Once, when seas were younger and stars still argued over their places, there was a circle of light hovering above the Atlantic-a ring of twelve knights in a blazing celestial plate, each crowned by his own sun. They weren’t men, they were the zodiac itself, wearing flesh only because mortals needed mirrors they could touch.
Uther Pendragon, taught of Merlin, the Druid, read them as riding out from Avalon in their heavenly signages, as their spears tipped with the dawn.
In his vision, Uther thought they were questionable omens until one appeared before him as he lowered his visor. Behold, it was the solar god, Galahad, flesh received. Galahad’s face, older than language, saying to Uther the same thing every version of the story forgets to make obvious: “we’re echoes, your legend’s just a noise we haven’t shaken off yet.
Pendragon didn’t flinch. He bowed instead, the way you’d greet lightning after it promised to stay polite. Then, came the other incarnations acknowledging Uther as they dismounted.
Lancelot’s horse was still sweating plasma. Bors, one of Arthur’s faithful knights, had frost on his beard; while Arthur’s knight Kay smelled like iron filings.
They sat in Pendragon’s hall, told him how they’d started elsewhere-how Marduk once split a dragon named Tiamat and scattered her scales into constellations, how each scale grew teeth, how those teeth became spears, how the spears forgot they were once scales and thought they were gods.
Persia heard the crash first-Ahura Mazda watching firebirds turn into armored men who guarded orchards of gold apples. Greece tried to rename them: Apollo for Gawain, Aries for Percival, Hermes for Merlin who’d always been older than the rest.
Rome stamped coins with their profiles, forgetting the solar god’s origins continued to mint more. Babylon burned the coins, built ziggurats out of the ash, and waited for eagles. Eagles never came; the knights rode west instead, chasing a rumor that a child would be born who wouldn’t need armor.
Christ arrived anyway, quiet as snowfall on a battlefield. The knights were drunk in a stable-Tristan teaching shepherds to sing in seven languages they’d invent centuries later. They watched the manger from shadows, arguing whether redemption was just another quest. Lancelot said yes. Mordred, who hadn’t drawn breath since Troy but still counted as family, said no. No one asked Mary her opinion; mortals rarely get that luxury in myths. They left Bethlehem before dawn, leaving behind only hoofprints that glowed for three days. Then centuries blurred: Rome fell, fell again, kept falling like a drunk who thinks gravity’s optional. The knights followed the dark, armor dimming to candle-flame.

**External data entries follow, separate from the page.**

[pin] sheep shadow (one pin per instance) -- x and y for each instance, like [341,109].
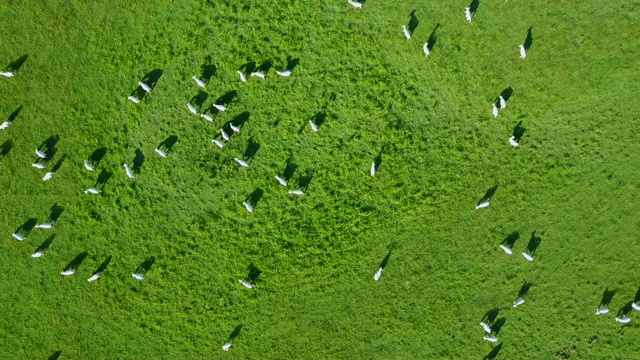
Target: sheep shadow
[15,65]
[511,239]
[234,334]
[208,71]
[518,131]
[199,99]
[289,170]
[76,262]
[138,160]
[254,273]
[524,289]
[97,155]
[58,164]
[607,295]
[625,310]
[248,68]
[240,119]
[293,62]
[55,212]
[252,149]
[265,66]
[254,197]
[45,245]
[490,316]
[303,181]
[413,22]
[103,266]
[49,146]
[152,78]
[146,265]
[493,353]
[15,114]
[227,98]
[488,195]
[533,244]
[433,38]
[506,93]
[497,325]
[55,355]
[5,148]
[473,7]
[25,229]
[103,178]
[167,144]
[529,40]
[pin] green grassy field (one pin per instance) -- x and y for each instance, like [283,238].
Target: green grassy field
[573,180]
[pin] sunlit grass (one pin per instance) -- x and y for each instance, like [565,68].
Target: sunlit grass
[573,180]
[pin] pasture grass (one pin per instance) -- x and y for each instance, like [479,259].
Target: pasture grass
[573,180]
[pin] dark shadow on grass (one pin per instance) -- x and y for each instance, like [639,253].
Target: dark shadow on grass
[49,145]
[15,114]
[76,262]
[496,326]
[524,289]
[248,68]
[227,98]
[58,164]
[138,161]
[488,195]
[252,149]
[45,245]
[433,38]
[15,65]
[103,266]
[319,118]
[493,353]
[5,148]
[385,261]
[152,78]
[254,273]
[534,242]
[511,239]
[506,93]
[254,197]
[518,131]
[304,180]
[55,212]
[235,332]
[25,229]
[289,170]
[146,265]
[199,99]
[208,71]
[167,144]
[103,178]
[607,295]
[625,310]
[529,40]
[293,62]
[490,316]
[97,155]
[413,22]
[473,7]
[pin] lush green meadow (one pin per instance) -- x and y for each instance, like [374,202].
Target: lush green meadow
[573,180]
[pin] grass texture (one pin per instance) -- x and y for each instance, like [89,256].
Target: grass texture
[573,180]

Somewhere between Lindisfarne and Camelot, they shrank back into human size, edges softening, suns cooling to hearths. Still, every dawn carried their fingerprints-Gawain’s red hair streaking the horizon, Percival’s silence in the frost, Galahad’s brief smile when fog again lifts just enough to see Avalon.
Arthur inherited the leftovers: a round table cracked where Mordred once stabbed it, Excalibur humming faintly like a radio between stations. He didn’t know the blade was Tiamat’s last tooth, and didn’t need to.

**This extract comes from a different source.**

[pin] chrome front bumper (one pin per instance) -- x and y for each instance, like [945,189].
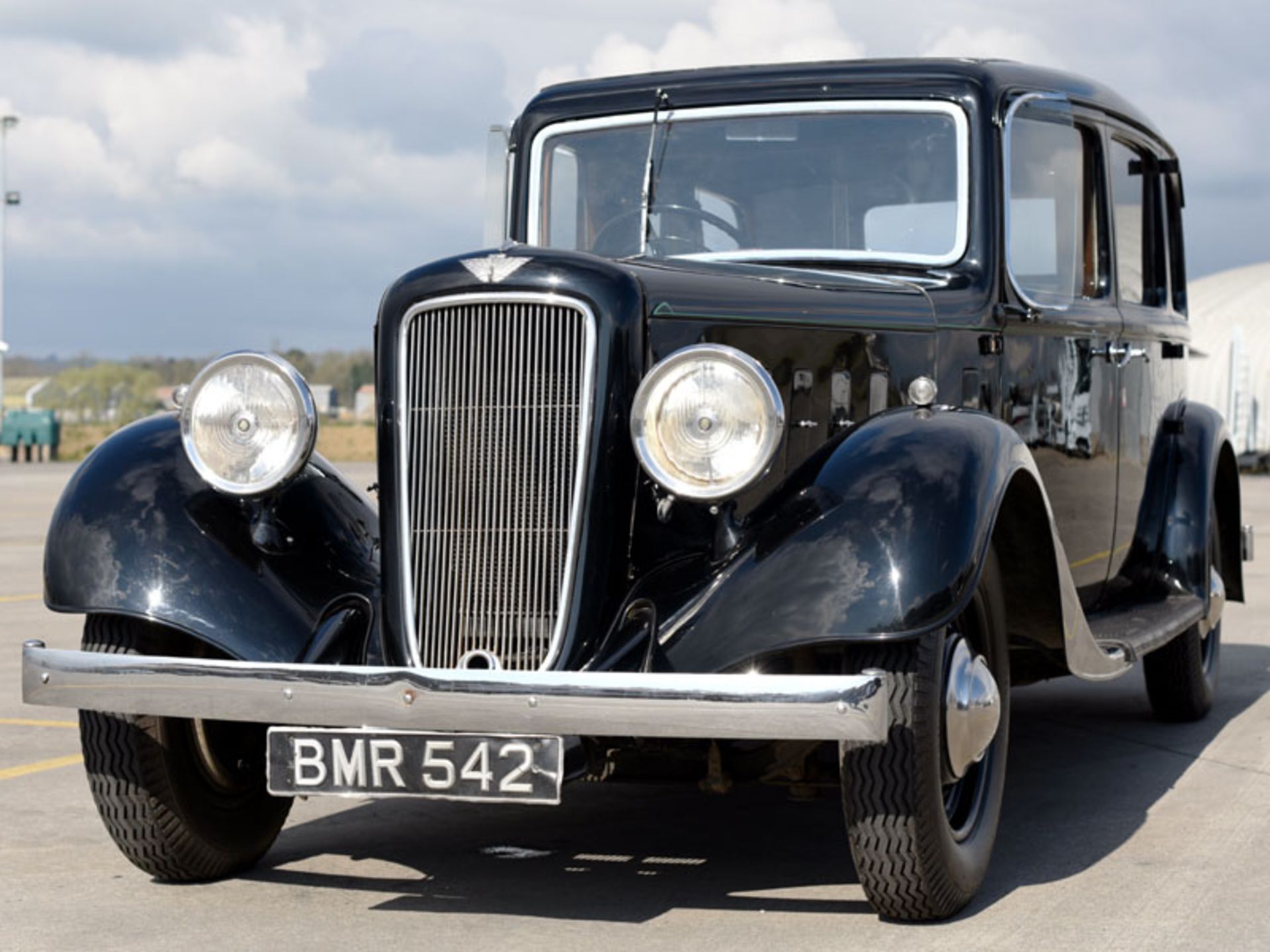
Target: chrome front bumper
[592,703]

Myths work best when the listeners finish the story themselves. So when the final battle comes-because it always does-Arthur mortally dies holding a spear older than his kingdom, only to return to the land of apples.
The knights ride out one last time, not as gods but as afterimages, scattering across oceans they’ll never own, finding their identities circumferencing the Solar King’s image.